Closed aellenhicks closed 7 years ago
Following up on this class request. We need this for a project. Is it possible to get this in the next two weeks?
Sorry for the delay in responding. I would be comfortable having you or a designate be a committer on the project, so that processes such as ETLs could be added directly by you. Would this lead to a better situation for you?
Hi @aellenhicks : could you please provide label, definition and position in hierarchy?

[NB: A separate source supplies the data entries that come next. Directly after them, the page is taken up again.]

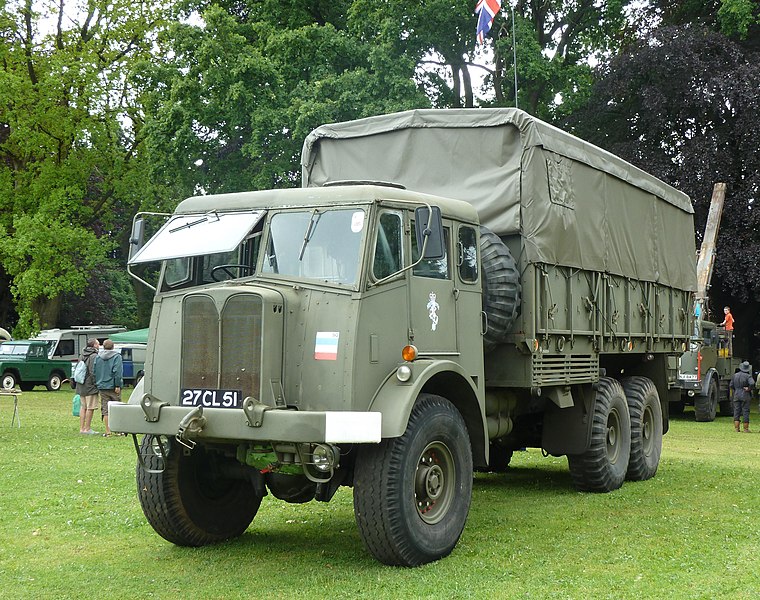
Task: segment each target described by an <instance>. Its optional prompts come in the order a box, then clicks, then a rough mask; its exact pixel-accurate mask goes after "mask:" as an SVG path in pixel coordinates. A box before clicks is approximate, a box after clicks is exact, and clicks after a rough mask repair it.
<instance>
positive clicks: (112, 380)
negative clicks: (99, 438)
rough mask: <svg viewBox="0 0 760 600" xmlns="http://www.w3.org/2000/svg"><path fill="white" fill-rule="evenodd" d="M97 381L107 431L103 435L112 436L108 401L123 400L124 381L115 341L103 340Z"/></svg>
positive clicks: (97, 367) (101, 409)
mask: <svg viewBox="0 0 760 600" xmlns="http://www.w3.org/2000/svg"><path fill="white" fill-rule="evenodd" d="M95 383H96V384H97V386H98V390H99V391H100V413H101V417H102V419H103V424H104V425H105V428H106V432H105V433H104V434H103V437H111V428H110V427H109V426H108V403H109V402H121V386H122V385H123V383H124V365H123V363H122V359H121V352H119V351H118V350H114V349H113V342H112V341H111V340H106V341H104V342H103V350H102V352H100V353H99V354H98V357H97V358H96V359H95Z"/></svg>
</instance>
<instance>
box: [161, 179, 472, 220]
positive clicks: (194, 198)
mask: <svg viewBox="0 0 760 600" xmlns="http://www.w3.org/2000/svg"><path fill="white" fill-rule="evenodd" d="M382 201H388V202H400V203H410V204H412V205H414V206H415V207H416V206H420V205H424V204H431V205H436V206H438V207H440V209H441V213H442V214H443V216H445V217H450V218H455V219H458V220H461V221H469V222H471V223H477V221H478V217H477V212H476V211H475V208H474V207H473V206H472V205H471V204H468V203H467V202H463V201H461V200H454V199H452V198H443V197H440V196H432V195H430V194H423V193H420V192H412V191H409V190H405V189H402V188H400V187H396V186H394V185H378V184H360V185H334V184H333V185H329V186H325V187H313V188H288V189H281V190H262V191H254V192H238V193H232V194H209V195H206V196H192V197H191V198H187V199H186V200H183V201H182V202H180V203H179V205H178V206H177V208H176V209H175V211H174V212H175V214H193V213H205V212H209V211H212V210H218V211H224V212H234V211H243V210H267V209H281V208H310V207H314V206H328V207H329V206H342V205H346V206H353V205H357V204H368V203H376V202H382Z"/></svg>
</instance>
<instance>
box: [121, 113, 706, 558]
mask: <svg viewBox="0 0 760 600" xmlns="http://www.w3.org/2000/svg"><path fill="white" fill-rule="evenodd" d="M302 184H303V187H302V188H301V189H282V190H268V191H256V192H245V193H234V194H223V195H208V196H196V197H192V198H189V199H187V200H185V201H183V202H181V203H180V204H179V206H178V207H177V209H176V211H175V212H174V214H173V215H171V216H170V217H168V219H167V220H166V222H165V224H164V225H163V226H162V227H161V229H160V230H159V231H158V233H156V234H155V235H154V236H153V237H151V238H150V239H149V240H148V241H147V242H145V243H143V238H144V237H147V236H145V234H144V233H143V231H144V230H145V227H146V222H145V221H144V220H143V217H142V216H141V215H138V217H136V219H135V226H134V229H133V234H132V242H133V245H134V252H133V253H131V258H130V270H134V269H136V268H137V267H136V265H139V264H141V263H150V262H155V261H160V262H161V263H162V266H161V274H160V278H159V282H158V284H157V290H156V295H155V301H154V306H153V312H152V317H151V323H150V338H149V342H148V356H147V360H146V365H145V377H144V378H143V379H142V380H141V382H140V383H139V384H138V386H137V387H136V389H135V392H134V393H133V394H132V396H131V398H130V400H129V402H128V403H126V404H118V405H117V404H112V405H111V407H110V411H111V427H112V429H114V430H116V431H121V432H127V433H131V434H145V435H144V436H143V437H142V440H141V441H140V440H139V438H138V437H137V435H133V439H134V442H135V447H136V449H137V453H138V464H137V480H138V485H137V488H138V495H139V499H140V502H141V505H142V508H143V511H144V513H145V515H146V517H147V519H148V521H149V522H150V524H151V525H152V527H153V528H154V529H155V530H156V532H158V534H160V535H161V536H163V537H164V538H165V539H167V540H169V541H170V542H173V543H175V544H179V545H190V546H198V545H203V544H209V543H213V542H217V541H220V540H224V539H228V538H231V537H234V536H239V535H241V534H242V533H243V532H244V531H245V530H246V528H247V527H248V526H249V524H250V523H251V521H252V519H253V518H254V516H255V515H256V512H257V511H258V510H259V507H260V504H261V501H262V498H263V496H265V495H266V494H267V493H271V494H272V495H273V496H275V497H276V498H279V499H282V500H285V501H288V502H307V501H310V500H314V499H316V500H318V501H329V500H330V499H331V498H332V497H333V495H334V494H335V492H336V490H337V489H338V488H339V487H340V486H350V487H353V498H354V512H355V517H356V521H357V525H358V528H359V531H360V533H361V537H362V539H363V541H364V543H365V545H366V548H367V549H368V551H369V552H370V553H371V554H372V555H373V556H374V557H376V558H377V559H378V560H380V561H381V562H383V563H386V564H390V565H404V566H413V565H419V564H422V563H426V562H430V561H433V560H436V559H439V558H441V557H443V556H446V555H447V554H449V553H450V552H451V551H452V550H453V548H454V547H455V545H456V543H457V541H458V540H459V537H460V535H461V533H462V531H463V528H464V526H465V521H466V519H467V514H468V510H469V507H470V499H471V494H472V483H473V471H481V470H483V471H484V470H489V471H495V472H498V471H504V470H506V469H507V466H508V464H509V462H510V458H511V457H512V453H513V451H515V450H516V449H520V448H525V447H535V448H541V449H543V451H544V452H546V453H548V454H550V455H554V456H562V455H566V456H567V460H568V465H569V469H570V473H571V475H572V480H573V482H574V484H575V486H576V487H577V489H578V490H581V491H590V492H608V491H611V490H615V489H617V488H619V487H620V486H621V485H622V484H623V482H624V480H626V479H628V480H645V479H648V478H650V477H652V476H653V475H654V474H655V472H656V471H657V467H658V464H659V460H660V452H661V444H662V435H663V433H665V432H666V431H667V429H668V402H669V401H670V400H674V401H675V400H677V399H678V397H679V394H680V389H679V388H678V385H677V377H678V357H679V356H680V355H681V354H682V353H683V351H684V350H685V349H686V345H687V343H688V341H689V335H690V332H691V327H692V323H691V321H690V315H691V305H692V301H691V294H692V292H693V291H694V289H695V278H696V274H695V261H694V256H695V247H694V226H693V215H692V207H691V202H690V200H689V198H688V197H687V196H685V195H684V194H682V193H680V192H678V191H676V190H675V189H673V188H671V187H670V186H668V185H666V184H664V183H662V182H661V181H659V180H657V179H655V178H653V177H651V176H649V175H648V174H646V173H644V172H642V171H641V170H639V169H637V168H635V167H633V166H632V165H630V164H628V163H626V162H624V161H622V160H620V159H619V158H616V157H615V156H613V155H611V154H609V153H607V152H604V151H602V150H600V149H598V148H596V147H594V146H592V145H590V144H587V143H585V142H583V141H581V140H578V139H577V138H575V137H573V136H571V135H568V134H566V133H563V132H562V131H560V130H558V129H555V128H554V127H551V126H549V125H547V124H545V123H543V122H541V121H538V120H536V119H534V118H532V117H530V116H529V115H527V114H526V113H523V112H521V111H518V110H516V109H477V110H443V111H437V110H420V111H411V112H405V113H399V114H393V115H384V116H379V117H372V118H368V119H362V120H358V121H353V122H347V123H338V124H333V125H325V126H322V127H319V128H318V129H316V130H315V131H313V132H312V133H311V134H310V135H309V136H308V138H307V139H306V141H305V143H304V149H303V154H302Z"/></svg>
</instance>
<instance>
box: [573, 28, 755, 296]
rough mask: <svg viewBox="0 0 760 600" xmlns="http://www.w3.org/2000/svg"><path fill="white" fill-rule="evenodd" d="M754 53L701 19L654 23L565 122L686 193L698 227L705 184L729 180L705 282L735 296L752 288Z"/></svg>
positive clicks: (609, 69) (705, 193)
mask: <svg viewBox="0 0 760 600" xmlns="http://www.w3.org/2000/svg"><path fill="white" fill-rule="evenodd" d="M758 59H760V56H758V55H757V54H756V53H753V52H751V51H750V50H748V49H747V48H746V47H743V46H741V45H739V44H736V43H734V42H732V41H730V40H729V39H728V38H726V37H725V36H724V35H722V34H720V33H716V32H715V31H713V30H711V29H708V28H706V27H702V26H695V25H684V26H680V27H664V28H661V29H659V30H657V31H655V32H654V33H653V34H652V35H651V36H650V37H649V38H648V39H646V40H642V41H641V42H640V43H638V44H637V45H636V46H634V47H632V48H631V49H630V50H629V51H628V52H626V53H624V54H622V55H620V56H618V57H616V58H615V59H614V60H612V61H611V62H610V64H609V66H608V67H606V68H605V69H604V71H603V74H602V77H601V79H600V80H599V82H598V84H597V85H596V86H595V88H594V93H593V101H592V102H591V103H590V104H589V106H588V108H587V109H586V110H584V111H582V112H579V113H576V115H574V119H573V121H572V122H571V124H572V125H574V127H575V129H576V130H577V131H578V132H579V133H580V134H581V135H582V136H583V137H585V138H587V139H589V140H590V141H593V142H595V143H597V144H599V145H601V146H603V147H605V148H607V149H608V150H610V151H612V152H614V153H615V154H618V155H620V156H622V157H624V158H627V159H628V160H630V161H632V162H634V163H635V164H637V165H639V166H641V167H642V168H643V169H645V170H647V171H649V172H651V173H653V174H655V175H657V176H659V177H661V178H662V179H664V180H665V181H668V182H669V183H671V184H673V185H675V186H676V187H678V188H679V189H681V190H683V191H684V192H686V193H688V194H689V195H690V196H691V198H692V200H693V202H694V207H695V213H696V215H695V216H696V229H697V233H698V236H699V235H700V234H701V232H703V231H704V226H705V222H706V218H707V211H708V208H709V201H710V197H711V192H712V187H713V185H714V184H715V183H716V182H719V181H724V182H726V183H727V184H728V193H727V198H726V202H725V208H724V213H723V219H722V221H721V228H720V232H719V238H718V246H717V254H716V260H715V270H714V277H713V287H714V288H715V289H720V290H722V292H723V294H724V297H725V295H730V296H732V297H733V298H735V299H736V300H738V301H740V302H747V301H748V300H749V299H750V298H751V297H758V296H760V272H758V270H757V264H758V263H760V236H758V231H760V207H758V202H760V154H758V152H757V147H758V140H760V119H758V114H760V95H759V94H758V90H760V60H758Z"/></svg>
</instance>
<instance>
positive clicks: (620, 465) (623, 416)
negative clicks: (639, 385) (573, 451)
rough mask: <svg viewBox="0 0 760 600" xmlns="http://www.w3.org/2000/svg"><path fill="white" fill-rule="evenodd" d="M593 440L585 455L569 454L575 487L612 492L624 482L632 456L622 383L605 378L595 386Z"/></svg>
mask: <svg viewBox="0 0 760 600" xmlns="http://www.w3.org/2000/svg"><path fill="white" fill-rule="evenodd" d="M592 418H593V422H592V426H591V442H590V444H589V447H588V449H587V450H586V451H585V452H584V453H582V454H568V455H567V463H568V466H569V467H570V475H571V476H572V478H573V483H574V484H575V487H576V489H578V490H579V491H582V492H611V491H612V490H616V489H618V488H619V487H620V486H622V485H623V481H625V475H626V472H627V471H628V461H629V458H630V455H631V419H630V415H629V413H628V402H627V400H626V398H625V393H624V392H623V388H622V386H621V385H620V383H619V382H617V381H616V380H614V379H612V378H610V377H602V378H600V379H599V383H598V384H597V386H596V396H595V399H594V410H593V417H592Z"/></svg>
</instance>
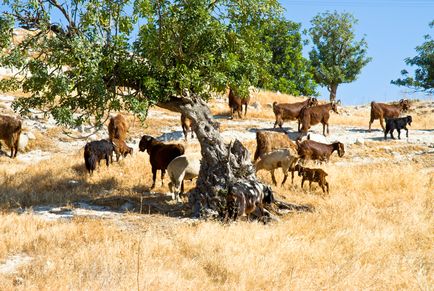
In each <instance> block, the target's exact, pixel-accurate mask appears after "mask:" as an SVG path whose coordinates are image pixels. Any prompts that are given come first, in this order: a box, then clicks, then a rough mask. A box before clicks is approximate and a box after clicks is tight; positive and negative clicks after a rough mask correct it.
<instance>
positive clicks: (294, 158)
mask: <svg viewBox="0 0 434 291" xmlns="http://www.w3.org/2000/svg"><path fill="white" fill-rule="evenodd" d="M298 160H299V159H298V157H297V156H295V155H294V154H292V153H291V151H290V150H288V149H280V150H275V151H272V152H269V153H266V154H263V155H262V156H261V159H260V160H259V161H258V162H256V164H255V166H256V172H258V171H259V170H263V169H264V170H268V171H270V173H271V178H272V179H273V183H274V185H276V186H277V182H276V177H275V176H274V170H275V169H277V168H282V172H283V175H284V176H285V177H284V178H283V181H282V185H281V186H283V184H285V182H286V179H287V178H288V171H289V170H291V174H292V175H291V177H292V182H294V168H295V165H296V163H297V161H298ZM292 182H291V183H292Z"/></svg>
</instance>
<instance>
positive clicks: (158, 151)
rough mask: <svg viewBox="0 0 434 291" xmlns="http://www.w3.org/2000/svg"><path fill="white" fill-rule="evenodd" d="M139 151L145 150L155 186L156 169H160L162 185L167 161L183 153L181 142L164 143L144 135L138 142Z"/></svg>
mask: <svg viewBox="0 0 434 291" xmlns="http://www.w3.org/2000/svg"><path fill="white" fill-rule="evenodd" d="M139 150H140V151H141V152H144V151H147V152H148V154H149V161H150V163H151V167H152V186H151V189H153V188H154V187H155V180H156V178H157V170H161V186H163V180H164V173H165V172H166V169H167V166H168V165H169V163H170V162H171V161H172V160H173V159H174V158H176V157H178V156H180V155H183V154H184V151H185V150H184V146H183V145H181V144H164V143H162V142H160V141H158V140H156V139H155V138H153V137H152V136H149V135H144V136H142V139H141V140H140V143H139Z"/></svg>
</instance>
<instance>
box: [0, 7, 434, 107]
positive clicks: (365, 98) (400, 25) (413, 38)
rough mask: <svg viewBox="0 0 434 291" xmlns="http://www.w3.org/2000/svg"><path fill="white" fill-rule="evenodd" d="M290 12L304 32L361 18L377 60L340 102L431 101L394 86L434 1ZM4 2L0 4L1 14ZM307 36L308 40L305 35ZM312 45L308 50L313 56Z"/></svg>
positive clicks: (347, 91) (340, 93)
mask: <svg viewBox="0 0 434 291" xmlns="http://www.w3.org/2000/svg"><path fill="white" fill-rule="evenodd" d="M279 1H280V3H281V4H282V6H283V7H284V8H285V9H286V11H285V16H286V18H287V19H289V20H292V21H294V22H299V23H301V25H302V29H308V28H309V27H310V20H311V19H312V18H313V17H314V16H315V15H317V14H318V13H321V12H326V11H334V10H336V11H338V12H349V13H351V14H353V15H354V16H355V18H356V19H358V24H357V25H356V26H355V31H356V34H357V38H356V39H357V40H360V38H361V37H362V36H365V39H366V40H367V43H368V55H369V56H370V57H372V58H373V60H372V61H371V62H370V63H369V64H368V65H367V66H365V67H364V68H363V70H362V72H361V74H360V75H359V77H358V79H357V80H356V81H354V82H352V83H349V84H342V85H340V86H339V88H338V92H337V98H338V99H341V101H342V102H343V104H345V105H354V104H366V103H369V102H371V101H373V100H375V101H380V102H383V101H384V102H385V101H393V100H399V99H401V98H431V99H433V96H432V95H431V96H427V95H424V94H412V93H411V91H410V90H409V89H408V88H405V87H398V86H396V85H392V84H390V81H391V80H396V79H397V78H399V77H400V72H401V70H402V69H407V70H408V71H409V72H412V71H414V68H412V67H407V66H406V65H405V62H404V59H405V58H407V57H414V56H416V50H415V48H416V46H418V45H421V44H422V43H423V42H424V35H426V34H430V35H431V36H432V37H434V28H433V29H430V28H429V23H430V22H431V21H433V20H434V0H304V1H303V0H279ZM3 10H4V4H1V6H0V12H1V11H3ZM304 38H307V36H304ZM309 50H310V45H308V46H306V47H305V48H304V55H305V57H308V52H309ZM318 90H319V92H320V99H326V100H328V97H329V93H328V91H327V89H325V88H322V87H319V88H318Z"/></svg>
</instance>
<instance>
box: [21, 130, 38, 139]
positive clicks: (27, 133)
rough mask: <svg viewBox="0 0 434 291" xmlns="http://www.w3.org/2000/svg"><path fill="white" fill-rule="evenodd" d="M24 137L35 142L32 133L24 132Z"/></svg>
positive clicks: (33, 137) (29, 132)
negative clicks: (26, 136)
mask: <svg viewBox="0 0 434 291" xmlns="http://www.w3.org/2000/svg"><path fill="white" fill-rule="evenodd" d="M24 134H25V135H27V137H28V138H29V140H35V139H36V136H35V135H34V134H33V132H30V131H29V132H25V133H24Z"/></svg>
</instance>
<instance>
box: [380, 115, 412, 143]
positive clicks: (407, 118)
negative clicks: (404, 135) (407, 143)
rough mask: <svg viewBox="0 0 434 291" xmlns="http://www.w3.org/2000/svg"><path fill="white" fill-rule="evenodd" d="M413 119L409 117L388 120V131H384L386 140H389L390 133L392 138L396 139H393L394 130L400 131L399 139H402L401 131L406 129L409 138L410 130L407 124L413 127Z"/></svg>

If you have a reference for the class (PMID or else) and an example of usage that would be ideal.
Proposed: A planned process which takes as input a database and fills another database by extracting concretizations of information entities from the first, transforming them, and loading the transformed concretizations into the second.
Has specified input information content entity Has specified output information content entity
Editor note: We don't define database in IAO, currently, as the bare term is ambiguous. Reasonable interpretations of the word might be the material entity, an information structure, an information content entity. However this definition commits, at least, to there being some material thing which bear concretizations of information entities and that there are new concretizations created during the process. We consider the ETL process in terms of information entities rather than the concretizations. No committment is made as to whether the specified output information content entitie are the same or different than the original - both scenarios are plausible.
Concretiztions are specifically dependent continuants, so this raises the question of how they can be extracted from one database and loaded into another. The editor note specifies that the loaded concretization is a new (and hence different) thing, but the definition does not seem to convey that. Is it really the concretization that is extracted?
I like the fact that the output can be identical to the input.
The editor note is just that. We haven't yet talked about processes in which the concretizations are inputs or outputs, but clearly they are in the process. Extracting and loading would are like "copying" in the sense that copying is a process by which a new concretization is made. The struggle is to use the familiar words "extract","transform","load" and mesh it with IAO, particularly as IAO isn't fully developed. Do you have a proposal for an alternative wording, or do you think there's a better account?
It seems to me that copying or extracting also involves the generically dependent continuant, or ICE. So perhaps transforming is an algorithmic way of producing a new ICE (and hence new sdc that concretizes it) from another ICE. Does this analysis sound right to you?
Only some transformations create new ICE's I think. For example, suppose you are correcting a misspelling during the transform (not uncommon), in that case I would think that both concretizations are of the the same ICE.
Would this do better?
A planned process which takes as input a database and copies concretizations from the first, optionally transforms then copies the result to the second
However it should be noted that lack of a clear identity criterion for information content entities is an outstanding problem for IAO. For the most part we have been loose about what counts as a concretization.
btw, I'm proposing the editor preferred term "database extract, transform, and load process" and alternative term "ETL", ok?
You're points are well taken. I'm fine with preferred term. However, it still does not seem intuitively correct to say that the concretization is transformed. Could you explicate this a bit more?
From: Alan Ruttenberg notifications@github.com<mailto:notifications@github.com> Reply-To: information-artifact-ontology/IAO reply@reply.github.com<mailto:reply@reply.github.com> Date: Wednesday, December 21, 2016 at 4:43 PM To: information-artifact-ontology/IAO IAO@noreply.github.com<mailto:IAO@noreply.github.com> Cc: aellenhicks aellenhicks@gmail.com<mailto:aellenhicks@gmail.com>, Mention mention@noreply.github.com<mailto:mention@noreply.github.com> Subject: Re: [information-artifact-ontology/IAO] ETL class (#187)
btw, I'm proposing the editor preferred term "database extract, transform, and load process" and alternative term "ETL", ok?
- You are receiving this because you were mentioned. Reply to this email directly, view it on GitHubhttps://github.com/information-artifact-ontology/IAO/issues/187#issuecomment-268648563, or mute the threadhttps://github.com/notifications/unsubscribe-auth/AHyM2TjHnOHUvv7GJyarVsjdLpaSBotqks5rKZ17gaJpZM4Jll_1.
What I mean by transformed is not that the concretization is changed, but rather that there is a process that takes one as input and creates one as output. The newly created concretization might be of the same information artifact, or might be the seed of a new one. Take an analogy to copying a piece of writing by hand. You look at what you are copying and then write something else. Depending on what you are doing the something else might be another concretization of the original ICE, or not. For example if you copy from cursive to block lettering you are creating a new concretization of the same ICE. On the other hand if you copy most of the writing but substitute fictional names for for real names in the original writing you are creating a concretization of a new ICE (perhaps originally concretized in your head).
Summary: Transformation in the sense I intend is not changing something. It is a process in which something new is created that is constructed, at least in part, by using the input as a template.
This was added in the last release.
We are requesting a class for extract, transform, and load process that has data items (or ICEs more generally) as specified input and the data items or (ICEs more generally) as specified output.